Beyond Christmas and Easter, those of us in most non-liturgical churches don’t pay much attention to the church calendar. Our brothers and sisters in those more liturgical church traditions are far more alert to the changing seasons of the Christian calendar, and they often find their walk with the Lord enriched as a result of reflecting on where we are now in the year.

All of this is to say that tomorrow (Thursday, 21 May) is Ascension Day. 

I wonder if you’ve ever marked it before? I know I haven’t. But when I was teaching Acts in Ethiopia, earlier this year, it struck me, how significant this was in the early church. We tend to bundle Jesus’ ascension with his resurrection as a single event, but they were separated by nearly six weeks, and Ascension Day is traditionally celebrated on the 40th day after Easter Sunday. (Yes, it really is 40 days since Easter!)

The early disciples knew this, because they lived through those days. So, Peter on the Day of Pentecost is clear that the climax of what God has done in Jesus is not the resurrection, but Jesus being “exalted to the right hand of God” (Acts 2:33), fulfilling the hopes expressed in Psalm 110 of the Messiah taking his seat at the right hand of the Lord.

If the resurrection affirms that Jesus lives forever, the ascension confirms that he reigns forever. 
Jesus’ ascension opens up a new era in God’s dealings with his people and with the world:

  • the era of the giving of the Spirit, 
  • the era of Jesus’ ministry as our heavenly High Priest, 
  • the era of God’s mission to all nations, 
  • the era of hope for what will be when Jesus returns just as he left.

All that is worth marking – and pondering – not least during these times in which we live.

Let me come back to the calendar.
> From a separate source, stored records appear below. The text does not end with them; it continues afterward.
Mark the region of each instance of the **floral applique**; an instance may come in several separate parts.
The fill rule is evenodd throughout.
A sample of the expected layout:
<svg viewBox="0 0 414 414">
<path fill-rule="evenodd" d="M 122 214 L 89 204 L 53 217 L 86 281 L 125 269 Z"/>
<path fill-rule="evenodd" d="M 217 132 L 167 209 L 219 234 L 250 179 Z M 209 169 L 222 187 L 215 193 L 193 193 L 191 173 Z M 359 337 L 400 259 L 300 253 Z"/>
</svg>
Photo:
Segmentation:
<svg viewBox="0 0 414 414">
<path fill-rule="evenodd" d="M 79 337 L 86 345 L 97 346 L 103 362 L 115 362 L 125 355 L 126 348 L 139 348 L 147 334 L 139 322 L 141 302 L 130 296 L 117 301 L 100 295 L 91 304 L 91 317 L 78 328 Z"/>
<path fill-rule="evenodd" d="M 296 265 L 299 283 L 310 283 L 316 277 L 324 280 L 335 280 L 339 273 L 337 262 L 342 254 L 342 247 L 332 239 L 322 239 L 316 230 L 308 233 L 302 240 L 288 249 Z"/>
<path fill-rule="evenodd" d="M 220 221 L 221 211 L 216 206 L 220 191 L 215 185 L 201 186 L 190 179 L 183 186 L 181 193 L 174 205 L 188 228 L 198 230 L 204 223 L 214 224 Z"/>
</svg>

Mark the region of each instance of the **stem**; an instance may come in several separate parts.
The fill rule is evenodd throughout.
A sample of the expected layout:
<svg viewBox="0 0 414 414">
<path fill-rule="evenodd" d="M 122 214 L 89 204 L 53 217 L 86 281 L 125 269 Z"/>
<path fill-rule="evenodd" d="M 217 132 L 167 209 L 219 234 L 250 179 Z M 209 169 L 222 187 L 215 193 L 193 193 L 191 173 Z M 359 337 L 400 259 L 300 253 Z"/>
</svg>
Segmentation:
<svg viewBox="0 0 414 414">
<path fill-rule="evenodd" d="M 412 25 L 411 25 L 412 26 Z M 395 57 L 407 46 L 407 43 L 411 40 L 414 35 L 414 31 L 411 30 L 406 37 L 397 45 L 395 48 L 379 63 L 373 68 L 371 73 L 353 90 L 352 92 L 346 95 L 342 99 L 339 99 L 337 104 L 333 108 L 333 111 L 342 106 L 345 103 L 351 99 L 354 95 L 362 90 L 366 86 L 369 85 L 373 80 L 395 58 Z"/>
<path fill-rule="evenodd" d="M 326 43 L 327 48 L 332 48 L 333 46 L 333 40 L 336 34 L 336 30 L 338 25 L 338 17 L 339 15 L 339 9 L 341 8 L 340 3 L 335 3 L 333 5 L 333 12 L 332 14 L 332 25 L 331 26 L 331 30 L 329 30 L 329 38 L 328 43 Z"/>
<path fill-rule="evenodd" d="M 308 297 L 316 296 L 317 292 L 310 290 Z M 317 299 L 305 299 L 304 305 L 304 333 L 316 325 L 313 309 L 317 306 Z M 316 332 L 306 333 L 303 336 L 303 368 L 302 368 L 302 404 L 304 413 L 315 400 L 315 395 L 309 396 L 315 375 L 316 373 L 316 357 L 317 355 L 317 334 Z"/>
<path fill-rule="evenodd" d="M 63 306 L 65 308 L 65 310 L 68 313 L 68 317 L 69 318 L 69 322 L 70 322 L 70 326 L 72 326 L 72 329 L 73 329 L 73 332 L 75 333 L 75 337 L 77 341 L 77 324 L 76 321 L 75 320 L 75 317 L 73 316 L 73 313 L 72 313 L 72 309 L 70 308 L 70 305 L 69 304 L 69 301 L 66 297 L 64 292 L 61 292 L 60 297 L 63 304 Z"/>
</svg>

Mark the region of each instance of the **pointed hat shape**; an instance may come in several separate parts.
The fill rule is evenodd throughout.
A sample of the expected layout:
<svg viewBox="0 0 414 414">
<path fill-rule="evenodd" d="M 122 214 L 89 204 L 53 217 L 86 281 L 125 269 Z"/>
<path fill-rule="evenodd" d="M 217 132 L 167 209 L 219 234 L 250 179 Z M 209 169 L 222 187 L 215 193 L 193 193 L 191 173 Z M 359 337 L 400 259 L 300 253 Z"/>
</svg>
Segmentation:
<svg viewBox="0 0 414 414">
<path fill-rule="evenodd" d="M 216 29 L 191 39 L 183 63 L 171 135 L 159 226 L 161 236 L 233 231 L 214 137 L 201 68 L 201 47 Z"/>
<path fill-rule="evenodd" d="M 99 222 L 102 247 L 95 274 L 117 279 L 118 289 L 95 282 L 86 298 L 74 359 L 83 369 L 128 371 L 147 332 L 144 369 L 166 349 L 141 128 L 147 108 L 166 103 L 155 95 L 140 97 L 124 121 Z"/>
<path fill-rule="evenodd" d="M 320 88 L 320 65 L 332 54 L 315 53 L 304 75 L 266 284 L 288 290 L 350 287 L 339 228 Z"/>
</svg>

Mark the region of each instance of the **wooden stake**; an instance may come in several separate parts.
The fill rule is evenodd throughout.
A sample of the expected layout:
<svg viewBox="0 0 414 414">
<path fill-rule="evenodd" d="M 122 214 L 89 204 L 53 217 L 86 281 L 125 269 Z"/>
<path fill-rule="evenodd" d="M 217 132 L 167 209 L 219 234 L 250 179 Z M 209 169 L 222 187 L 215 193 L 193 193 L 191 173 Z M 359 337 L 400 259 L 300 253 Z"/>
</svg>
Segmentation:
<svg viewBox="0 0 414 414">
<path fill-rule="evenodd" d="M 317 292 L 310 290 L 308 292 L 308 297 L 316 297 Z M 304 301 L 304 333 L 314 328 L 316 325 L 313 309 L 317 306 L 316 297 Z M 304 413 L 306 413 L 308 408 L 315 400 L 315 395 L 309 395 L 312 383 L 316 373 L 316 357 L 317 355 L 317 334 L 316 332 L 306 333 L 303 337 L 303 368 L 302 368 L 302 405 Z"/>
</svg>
Maybe the church calendar, at its best, changes the way we experience time and understand reality. 

It’s all too easy for me to map my year onto the calendar of the dominant cultural reality, whether that be sports, holidays, or education – important though they are. But part of "numbering our days" in order to "gain a heart of wisdom" (Psalm 90:12) is to live according to an ultimate reality – one that marks time with the coming of Christ as the fulfilment of Israel’s hopes and his coming again at the renewal of all things.